Here are four real-world examples of how healthcare organizations are looking inward to improve employee health:
1. Sound the alarm on smokers
For years, U.S. hospitals have been enforcing stricter hiring practices, with hospitals in Florida, Georgia, Massachusetts, Missouri, Ohio, Pennsylvania and Tennessee turning away job applicants who smoke. But Forth Valley Royal Hospital in Scotland has taken it a step further by installing a voice alarm that goes off when anyone lights up outside, the hospital announced earlier this year.
The hospital was looking for a more effective way to extinguish tobacco use. So it put the alarm at its main entrance, where even the lighting of a match triggers a bilingual message telling smokers to stop. If it successfully deters those who had been ignoring no-smoking signs, more alarms will be placed throughout the hospital campus.
Such tobacco-free strategies already are showing real results. For instance, Cleveland Clinic’s strict wellness mandates that include a ban on hiring smokers have led to the number of self-reported smokers dropping from 15.4 percent to 6.8 percent over five years, the Clinic’s Chief Wellness Officer Michael Roizen told FierceHealthcare in a recent interview.
2. Spotlight healthy food
Putting healthier food in the hospital cafeteria is a great start to promoting healthy behavior among employees. But employees and patients need help identifying those healthier options. So Massachusetts General Hospital color-coded food products with red, yellow and green labels to encourage cafeteria customers to choose more nutritional items. After only six months, sales of the red (least healthy) items dropped 14.1 percent, while sales of the green (healthiest) items increased 5.3 percent.

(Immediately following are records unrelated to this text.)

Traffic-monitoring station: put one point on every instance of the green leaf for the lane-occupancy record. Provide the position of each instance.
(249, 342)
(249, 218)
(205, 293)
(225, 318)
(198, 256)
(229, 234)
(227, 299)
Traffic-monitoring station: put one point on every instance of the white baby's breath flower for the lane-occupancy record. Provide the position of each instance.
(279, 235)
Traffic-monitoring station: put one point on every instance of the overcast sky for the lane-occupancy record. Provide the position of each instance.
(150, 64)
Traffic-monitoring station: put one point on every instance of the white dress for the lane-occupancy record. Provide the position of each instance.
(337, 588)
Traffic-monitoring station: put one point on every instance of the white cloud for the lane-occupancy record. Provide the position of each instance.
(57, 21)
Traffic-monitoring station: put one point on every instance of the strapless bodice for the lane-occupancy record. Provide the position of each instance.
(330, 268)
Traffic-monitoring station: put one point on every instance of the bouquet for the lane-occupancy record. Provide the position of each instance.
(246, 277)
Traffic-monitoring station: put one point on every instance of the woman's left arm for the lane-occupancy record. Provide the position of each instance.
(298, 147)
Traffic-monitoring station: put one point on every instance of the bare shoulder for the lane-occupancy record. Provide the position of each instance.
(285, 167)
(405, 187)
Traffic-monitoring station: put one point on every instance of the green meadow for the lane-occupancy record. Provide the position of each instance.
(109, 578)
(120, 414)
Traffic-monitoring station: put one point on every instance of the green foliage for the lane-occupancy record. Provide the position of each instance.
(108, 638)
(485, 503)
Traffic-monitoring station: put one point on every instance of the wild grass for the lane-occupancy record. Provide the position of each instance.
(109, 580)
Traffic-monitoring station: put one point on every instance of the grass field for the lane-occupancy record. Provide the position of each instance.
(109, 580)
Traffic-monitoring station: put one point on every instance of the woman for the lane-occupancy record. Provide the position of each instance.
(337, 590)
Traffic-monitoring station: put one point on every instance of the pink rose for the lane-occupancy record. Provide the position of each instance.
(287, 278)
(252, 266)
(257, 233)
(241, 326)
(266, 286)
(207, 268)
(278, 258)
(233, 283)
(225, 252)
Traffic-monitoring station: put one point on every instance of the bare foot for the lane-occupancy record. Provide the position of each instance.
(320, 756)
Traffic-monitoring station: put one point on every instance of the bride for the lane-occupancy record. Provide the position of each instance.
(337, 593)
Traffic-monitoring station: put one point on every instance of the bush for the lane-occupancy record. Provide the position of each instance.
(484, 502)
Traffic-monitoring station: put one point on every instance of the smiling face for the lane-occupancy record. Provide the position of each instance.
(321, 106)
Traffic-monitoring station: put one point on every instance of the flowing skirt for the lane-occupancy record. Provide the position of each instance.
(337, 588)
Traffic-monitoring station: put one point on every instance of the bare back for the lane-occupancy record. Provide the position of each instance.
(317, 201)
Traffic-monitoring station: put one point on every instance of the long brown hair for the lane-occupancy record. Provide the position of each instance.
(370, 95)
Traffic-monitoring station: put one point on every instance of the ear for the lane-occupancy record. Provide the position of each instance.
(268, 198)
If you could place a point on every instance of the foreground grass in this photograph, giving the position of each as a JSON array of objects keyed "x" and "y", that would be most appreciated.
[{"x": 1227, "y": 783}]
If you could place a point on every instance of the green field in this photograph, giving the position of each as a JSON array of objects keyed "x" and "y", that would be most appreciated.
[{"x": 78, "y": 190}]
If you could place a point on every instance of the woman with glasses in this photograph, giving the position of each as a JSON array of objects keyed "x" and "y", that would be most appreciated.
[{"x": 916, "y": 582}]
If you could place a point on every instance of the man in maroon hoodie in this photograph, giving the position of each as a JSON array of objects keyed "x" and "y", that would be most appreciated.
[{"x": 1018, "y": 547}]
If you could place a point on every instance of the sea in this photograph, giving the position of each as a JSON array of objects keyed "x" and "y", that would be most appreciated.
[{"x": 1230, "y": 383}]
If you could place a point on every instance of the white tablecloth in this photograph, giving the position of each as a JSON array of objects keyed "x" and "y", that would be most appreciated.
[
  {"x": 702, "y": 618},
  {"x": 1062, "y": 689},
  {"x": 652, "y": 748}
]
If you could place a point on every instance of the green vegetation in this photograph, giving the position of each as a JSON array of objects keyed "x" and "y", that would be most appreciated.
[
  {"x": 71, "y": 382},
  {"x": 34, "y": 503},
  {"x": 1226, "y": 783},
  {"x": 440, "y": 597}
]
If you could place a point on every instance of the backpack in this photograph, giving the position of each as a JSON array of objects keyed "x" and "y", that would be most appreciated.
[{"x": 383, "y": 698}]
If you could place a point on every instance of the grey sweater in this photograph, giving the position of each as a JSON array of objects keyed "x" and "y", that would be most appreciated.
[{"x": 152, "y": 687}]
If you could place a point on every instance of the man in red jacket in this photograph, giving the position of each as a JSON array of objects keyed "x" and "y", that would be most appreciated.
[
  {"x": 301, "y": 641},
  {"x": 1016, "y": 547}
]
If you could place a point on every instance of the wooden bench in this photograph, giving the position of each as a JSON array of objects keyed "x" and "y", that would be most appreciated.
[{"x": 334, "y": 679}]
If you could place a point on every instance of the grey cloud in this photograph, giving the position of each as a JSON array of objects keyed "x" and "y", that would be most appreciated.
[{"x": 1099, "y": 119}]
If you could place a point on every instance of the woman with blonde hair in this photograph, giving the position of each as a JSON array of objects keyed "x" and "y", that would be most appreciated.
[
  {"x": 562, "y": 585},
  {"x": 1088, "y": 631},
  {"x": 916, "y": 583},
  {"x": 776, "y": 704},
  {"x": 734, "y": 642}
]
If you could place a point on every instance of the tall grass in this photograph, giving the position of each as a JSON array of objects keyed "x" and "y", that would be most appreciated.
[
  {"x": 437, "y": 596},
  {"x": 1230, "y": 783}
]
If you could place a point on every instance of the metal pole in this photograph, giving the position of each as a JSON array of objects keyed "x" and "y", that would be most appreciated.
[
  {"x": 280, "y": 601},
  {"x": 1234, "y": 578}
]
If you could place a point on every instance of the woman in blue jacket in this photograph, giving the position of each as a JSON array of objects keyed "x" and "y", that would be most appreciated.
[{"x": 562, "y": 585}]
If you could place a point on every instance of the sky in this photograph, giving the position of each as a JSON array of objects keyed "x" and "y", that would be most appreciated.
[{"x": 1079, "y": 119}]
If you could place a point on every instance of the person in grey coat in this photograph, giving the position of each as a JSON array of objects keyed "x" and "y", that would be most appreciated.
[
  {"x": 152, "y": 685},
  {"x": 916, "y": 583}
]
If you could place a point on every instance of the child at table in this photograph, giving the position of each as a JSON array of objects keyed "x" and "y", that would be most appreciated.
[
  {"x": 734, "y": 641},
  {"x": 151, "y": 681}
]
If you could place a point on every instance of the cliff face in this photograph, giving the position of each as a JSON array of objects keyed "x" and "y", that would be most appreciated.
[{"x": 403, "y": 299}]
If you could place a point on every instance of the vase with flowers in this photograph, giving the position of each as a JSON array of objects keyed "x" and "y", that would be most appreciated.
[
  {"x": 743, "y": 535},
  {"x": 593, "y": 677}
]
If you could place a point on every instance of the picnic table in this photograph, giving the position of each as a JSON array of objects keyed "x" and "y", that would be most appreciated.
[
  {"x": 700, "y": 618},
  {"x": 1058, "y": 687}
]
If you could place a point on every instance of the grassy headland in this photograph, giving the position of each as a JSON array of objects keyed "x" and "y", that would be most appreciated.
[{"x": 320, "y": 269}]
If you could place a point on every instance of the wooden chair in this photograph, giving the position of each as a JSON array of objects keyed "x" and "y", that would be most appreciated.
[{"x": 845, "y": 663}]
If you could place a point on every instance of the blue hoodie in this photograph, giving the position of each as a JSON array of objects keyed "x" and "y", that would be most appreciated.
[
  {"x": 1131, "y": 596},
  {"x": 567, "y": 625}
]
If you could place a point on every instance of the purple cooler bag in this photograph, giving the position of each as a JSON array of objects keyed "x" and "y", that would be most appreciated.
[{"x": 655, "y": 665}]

With similar goals in mind, New Jersey’s Hackensack University Medical Center and Overlook Medical Center instituted a rating system that gives food items zero to three stars for nutritional value, the hospitals announced earlier this month. The star ratings aim to make it easier for employees and visitors to make healthier food choices. For added incentive, Overlook is awarding its employees fit points for every star-rated item they purchase, which they can then redeem for gift certificates to use in the hospital cafe.